Sebelumnya, wacana pengenaan tarif sempat muncul dari Menteri Keuangan RI, Purbaya Sadewa. 

Namun demikian, pemerintah melalui Kementerian Luar Negeri langsung memberikan klarifikasi terkait posisi resmi Indonesia.

Dengan demikian, kebijakan luar negeri tetap mengedepankan kepatuhan terhadap hukum internasional dan stabilitas kawasan.

  • Pandangan Negara Tetangga Soal Selat Malaka

Sementara itu, Menteri Luar Negeri Singapura, Vivian Balakrishnan, juga menegaskan pentingnya menjaga Selat Malaka sebagai jalur pelayaran terbuka.

“Hak untuk melintas dijamin untuk semua negara.
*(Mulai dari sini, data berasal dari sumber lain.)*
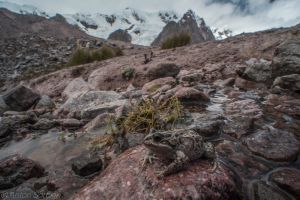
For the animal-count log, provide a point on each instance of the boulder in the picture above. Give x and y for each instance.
(286, 59)
(124, 178)
(3, 106)
(20, 98)
(260, 190)
(90, 104)
(157, 83)
(258, 70)
(290, 82)
(120, 35)
(274, 144)
(44, 124)
(4, 129)
(288, 180)
(191, 95)
(163, 70)
(247, 85)
(75, 88)
(71, 123)
(98, 122)
(16, 169)
(87, 164)
(45, 103)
Kami tidak akan ikut serta dalam upaya apa pun untuk menutup, mencegat, atau mengenakan bea masuk di wilayah sekitar kami,” kata Balakrishnan.

  • Selat Malaka Jalur Strategis Dunia

Sebagai informasi, Selat Malaka merupakan salah satu jalur pelayaran internasional tersibuk di dunia.

Jalur ini diatur dalam pasal 37, 38, dan 39 UNCLOS yang telah diratifikasi Indonesia.

Karena itu, setiap kebijakan yang diambil harus mempertimbangkan stabilitas global dan kepentingan bersama antarnegara. (ARIF)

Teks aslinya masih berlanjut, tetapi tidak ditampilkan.